Government refuses to address real cause of missing cystic fibrosis treatment in Canada: Nigel Rawson in National Newswatch

June 2, 2020
in Domestic Policy, Latest News, Columns, In the Media, Health, Social Issues
Reading Time: 4 mins read
A A

Nothing fair exists in denying Canadian cystic fibrosis patients approved and funded access to treatments that they have been waiting for throughout their greatly endangered lives – treatments that hold the promise of long-term management of the disease, writes Nigel Rawson.

By Nigel Rawson, June 2, 2020

The federal government has pursued an aggressive agenda over the past two years to use untried methods to force drastic reductions in the prices of new medicines in Canada.

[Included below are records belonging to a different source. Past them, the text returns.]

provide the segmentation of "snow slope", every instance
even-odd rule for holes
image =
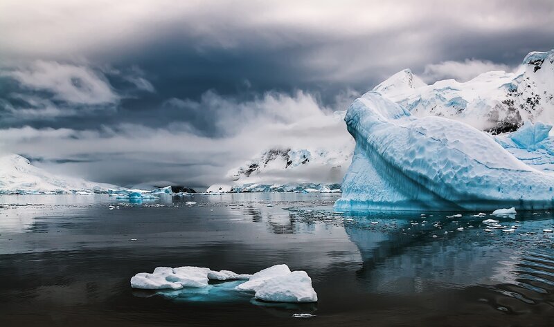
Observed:
[[[337,111],[332,124],[344,124],[344,111]],[[299,127],[298,127],[299,128]],[[329,135],[325,147],[298,138],[295,147],[266,149],[243,165],[229,171],[222,184],[208,192],[330,191],[340,183],[352,159],[354,141],[346,133]]]
[[[120,189],[109,184],[58,176],[33,166],[17,154],[0,156],[0,194],[92,194]]]
[[[554,207],[553,176],[524,164],[463,122],[417,118],[375,91],[357,99],[345,121],[356,147],[337,208]]]
[[[427,85],[405,69],[373,91],[417,117],[452,118],[492,133],[515,131],[526,120],[554,122],[554,50],[529,53],[517,72],[490,71],[463,83]]]

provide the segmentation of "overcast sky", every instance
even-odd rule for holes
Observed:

The response has been many loud warnings from patients and others that the policies would inevitably stop vital new medicines from being introduced here.

The warnings were correct.

A drug known as Trikafta, approved in the United States in October 2019, has the potential to transform the lives of 90 percent of the more than 4,000 Canadians with the fatal lung disease cystic fibrosis (CF). But not only is the drug not yet approved here, its developer has not even applied for marketing authorization in Canada, citing the uncertainties of the new pricing process.

Patients have been calling on the federal government to work with the manufacturer to bring Trikafta to Canada. The need for access to the drug is especially critical right now when COVID-19 presents a high risk of death to CF sufferers.

The response has been astonishing. In Parliament and again in a Maclean’s interview, Minister of Health Patty Hajdu says Health Canada’s Special Access Program (SAP) “makes drugs like Trikafta available” and she encourages “all patients with cystic fibrosis to speak to their doctor to ensure that they too can apply through the SAP.”

Why is the Minister of Health urging Canadians to make use of a program that Health Canada’s own documentation emphasizes “is not intended to be a mechanism to promote or encourage the early use of drugs”? Why is she promoting this or any medicine through the SAP, when a manufacturer is strictly prohibited from even talking about the existence of a treatment being available through the program?

The SAP is intended to be a way for health care providers to temporarily bridge end-of-life patients or patients in other special circumstances who could benefit from an unapproved treatment immediately. A medicine is provided through the SAP for renewable three-month periods until its benefits and risks have been reviewed and approved by Health Canada and it becomes commercially available. But patients often have to pay the full cost.

Recommending the SAP as the solution to Canadian CF patients seeking Trikafta does nothing to address the root cause of why the medicine isn’t already available through normal processes and paid for by public and private insurance plans.

The company and patients have made it clear that the drastic new pricing rules are the reason why Trikafta is not yet available. However, the government won’t even acknowledge this as the issue, let alone work constructively to resolve it.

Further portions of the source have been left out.